Over the years the family wondered what happened to the beloved husband and father. They did not know if he was killed or taken as a prisoner-of-war. The family had been told that he radioed several times after he had been hit. He reported there was smoke in the cockpit and that there was a fire.
“The trauma of not knowing whether he was alive was difficult for the family,” Karyn said. “We felt as though he could still walk through the door. It was a sadness that was always there. He was alive in our minds all those years.”
She said the family existed on hope, believing he could have been lost, had amnesia or been in a prison camp. The Department of Defense declared Hamilton legally dead in 1977.
Thirty-two-year-old Hamilton’s mission, flying an armed reconnaissance mission over North Vietnam, was part of a larger operation, Operation Rolling Thunder, according to the POW Network.
The mission included aircraft attacking air defense systems and the flow of supplies along the Ho Chi Minh Trail.
“Airborne searches for his crash site that day were unsuccessful,” the network said. “A radio broadcast from Hanoi reported an F-105 had been shot down but did not provide any details. Between July 1993 and November 2000, joint U.S.-Vietnam teams, led by the Joint POW/MIA Accounting Command (JPAC), conducted four investigations and one excavation searching for the pilot and his plane.”
One area was ruled out after a team learned from a villager in Vietnam that an excavated area in 1997 was not Hamilton’s crash site, the network said.
“A second location was then excavated in August and September 2000, which did yield aircraft wreckage, personal effects and human remains,” the network said. “In 2004, three Vietnamese citizens turned over to a JPAC team remains they had found at the same crash site a year earlier .”
The remains included life support equipment and what was termed “possible human remains.” The team identified a leather name tag that read “HAMILTON” as well.
“JPAC scientists and Armed Forces DNA Identification Laboratory specialists used mitochondrial DNA as one of the forensic tools to help identify the remains,” the network said. “Laboratory analysis of dental remains also confirmed his identity.”
Karyn said it took her a while to fully comprehend what happened after the family was notified of the recovery.

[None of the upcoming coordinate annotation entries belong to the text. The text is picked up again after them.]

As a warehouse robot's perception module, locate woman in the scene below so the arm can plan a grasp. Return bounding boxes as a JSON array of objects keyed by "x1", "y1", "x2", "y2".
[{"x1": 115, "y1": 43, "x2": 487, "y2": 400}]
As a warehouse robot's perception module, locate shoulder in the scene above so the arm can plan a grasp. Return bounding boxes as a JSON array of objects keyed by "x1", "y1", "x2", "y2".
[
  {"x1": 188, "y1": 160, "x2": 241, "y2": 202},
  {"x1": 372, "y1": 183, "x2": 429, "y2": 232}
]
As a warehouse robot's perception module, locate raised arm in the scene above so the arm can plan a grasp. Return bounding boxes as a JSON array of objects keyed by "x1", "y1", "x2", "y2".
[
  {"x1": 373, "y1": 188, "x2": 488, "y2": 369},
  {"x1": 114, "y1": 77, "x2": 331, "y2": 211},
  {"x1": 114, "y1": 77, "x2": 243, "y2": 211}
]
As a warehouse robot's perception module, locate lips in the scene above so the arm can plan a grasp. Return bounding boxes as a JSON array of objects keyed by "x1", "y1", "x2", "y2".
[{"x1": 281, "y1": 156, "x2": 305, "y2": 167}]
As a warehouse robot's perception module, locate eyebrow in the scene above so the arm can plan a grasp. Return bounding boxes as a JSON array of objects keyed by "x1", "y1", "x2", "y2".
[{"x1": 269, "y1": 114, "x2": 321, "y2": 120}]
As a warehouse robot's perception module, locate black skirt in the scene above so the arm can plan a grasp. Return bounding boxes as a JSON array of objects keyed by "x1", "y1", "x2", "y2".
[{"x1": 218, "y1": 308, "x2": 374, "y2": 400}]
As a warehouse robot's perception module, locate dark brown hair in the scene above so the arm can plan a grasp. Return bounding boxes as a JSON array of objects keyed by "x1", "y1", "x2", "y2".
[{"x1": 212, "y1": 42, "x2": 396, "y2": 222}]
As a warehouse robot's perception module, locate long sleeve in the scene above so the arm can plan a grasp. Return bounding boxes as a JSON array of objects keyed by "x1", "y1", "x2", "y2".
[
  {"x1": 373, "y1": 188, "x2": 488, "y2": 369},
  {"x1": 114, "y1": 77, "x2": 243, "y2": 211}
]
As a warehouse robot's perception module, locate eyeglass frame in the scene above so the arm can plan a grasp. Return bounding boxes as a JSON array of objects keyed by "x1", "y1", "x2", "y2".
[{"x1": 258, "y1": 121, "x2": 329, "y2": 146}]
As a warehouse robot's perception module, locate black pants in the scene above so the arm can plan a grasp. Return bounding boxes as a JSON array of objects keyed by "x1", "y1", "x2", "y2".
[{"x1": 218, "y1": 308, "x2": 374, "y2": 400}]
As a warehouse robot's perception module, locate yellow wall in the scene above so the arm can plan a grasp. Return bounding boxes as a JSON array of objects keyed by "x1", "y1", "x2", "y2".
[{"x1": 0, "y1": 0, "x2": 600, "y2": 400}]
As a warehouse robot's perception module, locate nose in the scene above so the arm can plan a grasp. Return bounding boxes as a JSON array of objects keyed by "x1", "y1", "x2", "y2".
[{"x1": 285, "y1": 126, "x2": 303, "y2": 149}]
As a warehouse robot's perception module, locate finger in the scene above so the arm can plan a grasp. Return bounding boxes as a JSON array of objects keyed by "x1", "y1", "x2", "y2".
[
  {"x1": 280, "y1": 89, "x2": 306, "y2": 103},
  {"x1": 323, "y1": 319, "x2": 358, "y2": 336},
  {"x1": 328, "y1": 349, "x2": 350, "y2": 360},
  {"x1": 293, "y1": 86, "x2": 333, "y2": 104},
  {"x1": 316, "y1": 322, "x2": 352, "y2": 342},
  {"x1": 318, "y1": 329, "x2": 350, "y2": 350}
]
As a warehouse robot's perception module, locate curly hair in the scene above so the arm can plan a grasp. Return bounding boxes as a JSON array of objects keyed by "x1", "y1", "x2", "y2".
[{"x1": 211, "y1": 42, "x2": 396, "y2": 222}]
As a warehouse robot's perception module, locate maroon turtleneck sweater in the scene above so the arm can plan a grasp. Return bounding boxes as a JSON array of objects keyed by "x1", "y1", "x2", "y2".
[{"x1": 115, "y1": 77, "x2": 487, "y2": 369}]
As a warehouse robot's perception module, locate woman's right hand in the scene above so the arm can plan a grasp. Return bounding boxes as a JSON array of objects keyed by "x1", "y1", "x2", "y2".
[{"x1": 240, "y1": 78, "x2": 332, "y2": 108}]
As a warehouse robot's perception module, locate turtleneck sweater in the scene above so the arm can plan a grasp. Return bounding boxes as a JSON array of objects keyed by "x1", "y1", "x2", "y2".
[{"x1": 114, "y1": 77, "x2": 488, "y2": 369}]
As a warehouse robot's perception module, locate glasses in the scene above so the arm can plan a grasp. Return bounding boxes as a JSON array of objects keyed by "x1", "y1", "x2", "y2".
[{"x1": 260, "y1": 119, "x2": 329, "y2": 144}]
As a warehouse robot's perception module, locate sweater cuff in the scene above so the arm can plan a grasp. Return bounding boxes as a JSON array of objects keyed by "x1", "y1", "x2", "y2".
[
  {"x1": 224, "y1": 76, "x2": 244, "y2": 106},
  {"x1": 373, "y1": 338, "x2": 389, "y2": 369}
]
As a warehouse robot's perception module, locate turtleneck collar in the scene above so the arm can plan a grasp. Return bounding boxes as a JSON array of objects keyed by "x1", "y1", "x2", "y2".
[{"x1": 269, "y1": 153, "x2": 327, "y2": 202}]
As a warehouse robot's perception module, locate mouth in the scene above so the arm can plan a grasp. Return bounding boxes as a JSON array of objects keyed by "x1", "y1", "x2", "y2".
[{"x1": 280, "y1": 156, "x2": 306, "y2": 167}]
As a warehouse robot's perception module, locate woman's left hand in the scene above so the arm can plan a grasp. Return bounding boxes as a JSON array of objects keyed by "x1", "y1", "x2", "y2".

“All this time it had been sitting inside of me,” she said. “The impact of a life spent wondering about my father that I’ve never been able to connect to is numbing. Just the reality of putting a body with a memory is so powerful, and it’s such a miracle. I think it’s the greatest gift to have my father back home.”
Karyn’s brother, Lamont, flew to Hawaii to accompany their father’s remains to Virginia for the burial with full military honors in Arlington National Cemetery.
“My father was back safe on American soil,” Karyn said. “He has a resting place and full honors for laying down his life for his country. It brings a lot of healing to us.”
Hamilton was laid to rest in Arlington National Cemetery with a full military ceremony on June 28, 2007: his wife’s birthday.
Karyn, who is an ordained minister, presided over his funeral. Her message was, ‘Col. Eugene David Hamilton exchanged one set of wings for another.’
“Welcome home, Dad,” Karyn said at his service. “It’s been a long time. We missed you, and we are proud of you. You will not be a forgotten soldier. You are our hero.”